Transperency vs. Disclosure in the Blogosphere

Seth Goldstein, who used to work with Fred Wilson, was on the Trust Gang podcast that I discussed yesterday, and he mentioned Fred's A VC blog as the ultimate example of transperency in the blogosphere because he lays it all out there for everyone to see, his music, family info, what he's commenting on, what he's searching, his Feedburner ads, etc. Besides sharing similar tastes in great music (I've probably gotten more leads on great new music from Fred over the last year or so than I have from any other single source) I think that it's his openness, honesty, and breadth of subject areas that have made me a faithful reader.

I mention Seth's point because the transperency/disclosure discussion drives at the core of an idea I've been struggling to formalize. I have been prematurely calling the idea the "ah-hah" moments of discovering new knowledge compliments of the internet making connections between seemingly disparate information.

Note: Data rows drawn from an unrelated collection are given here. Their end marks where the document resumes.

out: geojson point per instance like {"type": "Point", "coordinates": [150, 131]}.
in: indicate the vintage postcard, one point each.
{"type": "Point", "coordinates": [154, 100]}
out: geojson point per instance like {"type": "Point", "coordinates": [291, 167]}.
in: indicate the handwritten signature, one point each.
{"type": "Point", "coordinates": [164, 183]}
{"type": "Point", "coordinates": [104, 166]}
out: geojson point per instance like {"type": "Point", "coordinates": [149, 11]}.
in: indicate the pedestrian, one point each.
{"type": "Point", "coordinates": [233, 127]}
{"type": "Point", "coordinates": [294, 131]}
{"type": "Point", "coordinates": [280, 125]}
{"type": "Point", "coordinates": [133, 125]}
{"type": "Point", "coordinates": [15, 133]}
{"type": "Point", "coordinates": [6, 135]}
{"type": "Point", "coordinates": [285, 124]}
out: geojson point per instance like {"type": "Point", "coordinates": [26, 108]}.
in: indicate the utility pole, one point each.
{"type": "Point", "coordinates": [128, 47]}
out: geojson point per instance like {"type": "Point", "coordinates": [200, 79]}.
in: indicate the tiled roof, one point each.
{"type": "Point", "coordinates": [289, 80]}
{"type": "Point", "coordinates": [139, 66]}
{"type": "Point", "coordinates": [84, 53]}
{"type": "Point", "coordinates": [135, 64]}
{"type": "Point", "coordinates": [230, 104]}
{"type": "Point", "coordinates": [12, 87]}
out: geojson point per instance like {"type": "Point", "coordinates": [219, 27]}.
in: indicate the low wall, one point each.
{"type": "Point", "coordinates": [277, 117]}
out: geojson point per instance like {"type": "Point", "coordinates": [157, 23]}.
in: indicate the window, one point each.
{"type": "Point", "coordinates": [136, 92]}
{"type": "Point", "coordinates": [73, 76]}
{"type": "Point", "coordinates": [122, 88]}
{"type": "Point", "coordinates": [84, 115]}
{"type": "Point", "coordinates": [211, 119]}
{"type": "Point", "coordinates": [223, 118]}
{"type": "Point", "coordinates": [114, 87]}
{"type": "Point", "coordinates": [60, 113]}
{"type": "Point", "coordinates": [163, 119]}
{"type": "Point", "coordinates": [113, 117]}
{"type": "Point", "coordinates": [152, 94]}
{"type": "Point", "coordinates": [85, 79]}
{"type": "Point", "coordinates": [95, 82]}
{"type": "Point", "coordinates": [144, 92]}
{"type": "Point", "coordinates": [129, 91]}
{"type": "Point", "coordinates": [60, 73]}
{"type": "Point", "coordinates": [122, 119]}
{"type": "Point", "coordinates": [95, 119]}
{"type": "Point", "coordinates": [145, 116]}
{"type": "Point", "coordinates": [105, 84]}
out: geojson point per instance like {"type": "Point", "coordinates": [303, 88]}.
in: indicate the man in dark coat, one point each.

If we have true transperency on the internet, to a point where we can track our thoughts, click-streams (see Gillmor and Seth for more info on how they're trying to monetize on this premise), and comments, I think we can formalize the process of acquiring new knowledge, which results from making the connections between those previously disparate ideas of piece of information.

It's making these connections, creating new knowledge by combining what we know already with new building blocks, that is what makes me so excited about the internet and the future of blogging and social media. This is what keeps me energized about the internet and it's a truly defining characteristic of the internet that makes it unique among the more traditional top-down, content-push-only models of mass media like TV or radio.

Lastly, the Engadget guys draw some similarities between the recent TiVo/EchoStar court case with the Research in Motion/NTD (the great Blackberry scare earlier in the year) court case on the 8/22 podcast. What's their conclusion? The patent system needs to be overhauled.